Ligands et récepteurs
[[enzyme]] On considère le ligand comme la molécule qui se déplace et qui interagit avec une autre molécule, appelée récepteur. Le récepteur se trouve souvent à l'intérieur de la cellule.
Type de ligands
En biologie, la position du récepteur dépend du type de ligands. Ils sont situés :
- à l'extérieur de la cellule si le ligand est hydrosoluble.
- à l'intérieur de la cellule si le ligand est liposoluble.
Note
Le récepteur est parfois appelé site de reconnaissance.
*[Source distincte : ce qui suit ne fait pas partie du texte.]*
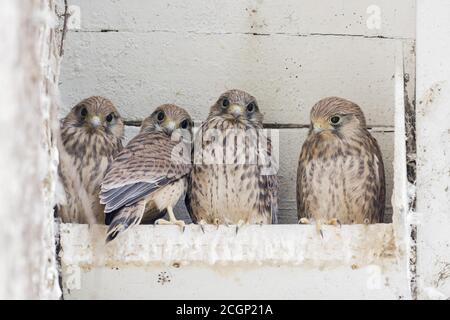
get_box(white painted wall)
[60,0,415,223]
[0,0,61,299]
[60,0,415,299]
[416,0,450,299]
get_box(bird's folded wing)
[100,132,191,213]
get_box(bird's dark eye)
[80,107,88,117]
[180,120,189,129]
[330,116,341,124]
[106,113,114,122]
[247,102,256,112]
[156,111,166,121]
[222,98,230,108]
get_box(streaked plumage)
[186,90,278,224]
[100,104,192,241]
[297,97,385,224]
[57,96,124,223]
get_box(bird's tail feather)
[106,200,145,243]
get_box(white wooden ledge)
[60,224,407,299]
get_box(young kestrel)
[297,97,386,224]
[57,96,124,223]
[100,104,192,241]
[186,90,278,226]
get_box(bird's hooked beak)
[163,118,177,135]
[90,115,102,128]
[228,104,244,119]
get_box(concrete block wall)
[60,0,415,223]
[60,0,415,223]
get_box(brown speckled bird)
[100,104,192,241]
[186,90,278,227]
[57,96,124,223]
[297,97,385,229]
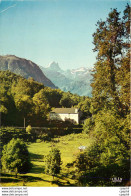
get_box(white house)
[50,108,81,124]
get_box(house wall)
[50,113,79,124]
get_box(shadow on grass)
[1,174,50,185]
[30,165,44,174]
[30,153,44,161]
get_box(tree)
[33,89,50,119]
[45,148,61,177]
[1,138,31,175]
[91,6,129,115]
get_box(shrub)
[45,148,61,176]
[1,138,31,174]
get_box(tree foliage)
[45,148,61,176]
[1,138,30,173]
[76,5,130,186]
[92,5,129,115]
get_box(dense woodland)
[0,5,130,186]
[0,71,90,127]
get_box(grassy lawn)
[1,133,89,187]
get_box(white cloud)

Les principaux récepteurs en biologie sont :
- Les kinases (protéine capable de phosphoryler).
- Les récepteurs couplés aux protéines G.
- Les facteurs de transcription.
En fonction du type d'action que provoque le ligand, on dit qu'il est :
- agoniste lorsqu'il active/déclenche.
- antagoniste lorsqu'il bloque l'activité.
Formalisation de l'interaction ligand récepteur
On note pour :
- L'association \(v_{ass}\) la vitesse et \(k_{a}\) la constante d’association.
- La dissociation \(v_{diss}\) la vitesse et \(k_{d}\) la constante d’association.
À l'équilibre la vitesse d'association est égale à celle de dissociation. Les concentrations des différentes espèces chimiques n'évoluent plus. On a :
- la constante d'affinité à l'équilibre \(k_d = \frac{k_{diss}}{k_{ass}} = \frac{[L] \cdot [R]}{[LR]}\)
- la quantité de récepteurs \([R_0] = [R] + [RL]\)
On obtient alors pour :
- la concentration de \([RL] = \frac{[R_0] \cdot [L]}{K_d + [L]}\)
- la proportion de \(\frac{[RL]}{[R_0]} = \frac{[L]}{K_d + [L]}\)
Note
Lorsque \(RL = \frac{[R_0]}{2}\) on a \(K_d = L\).
Linéarisation
On utilise la linéarisation pour déterminer :
- \(B_{\max}\) nombre de sites récepteurs total ou capacité fixatrice.
- \(R_0\) concentration de récepteurs (en Mol).
- \(N = \frac{B_{\max}}{[R]}\) nombre de sites par mol.
On a \(\frac{[RL]}{[L]} = \frac{- 1}{K_d} \cdot [RL] + \frac{R_0}{K_d}\)
En ordonné, on a la quantité de ligand liée par rapport à celle libre.
Les points remarquables obtenus sont :
- Pour \([RL] = 0\), on a \(y = B_{\max}\)
- \(a = \frac{- 1}{K_d}\)
- Pour \(y = 0\), on a \([RL] = R_0\)
Warning
On ne s'intéresse qu'au ligand : lié et libre.
Dialyse méthode de purification pour isoler certains composés en fonction de leur taille. On les sépare grâce à une membrane qui ne laisse passer que les molécules inférieures à une certaine taille.
Note
Point méthode : dans le TD, on utilise les deux points les plus éloignés pour déterminer les coefficients de la droite.
Protocole expérimental
La quantité de ligands et de récepteurs initiale est connue. Pour mesurer les nombres l'association des deux composées, on fait interagir les deux composés en solution. Pour connaitre la quantité de ligands récepteurs, on utilise un filtre qui es imperméable au récepteur et perméable au ligand non lié. On peut alors mesurer la concentration de ce dernier et déduire les autres.
Ligand non spécifique
Certains ligands ne sont pas spécifiques c'est-à-dire qu'en plus d'être d'interagir avec les parties spécifiques du récepteur, ils sont capables de se lier avec des régions non spécifiques du récepteur ou d'autres molécules. Dans le cas, il faut réaliser une seconde expérience pour connaitre le nombre de liants non spécifiques.
On reprend la solution de départ et on la sature en ligands non marqués. Le liant marqué spécifiquement lié est alors remplacé par dû non marqués mais la quantité de liant marqué non spécifique n'est pas modifiée.
Expérience A : Ligand marqué non lié
Expérience B : Ligand manqué spécifique + ligand marqué non lié
La différence des concentrations permet d'obtenir le liant non spécifique.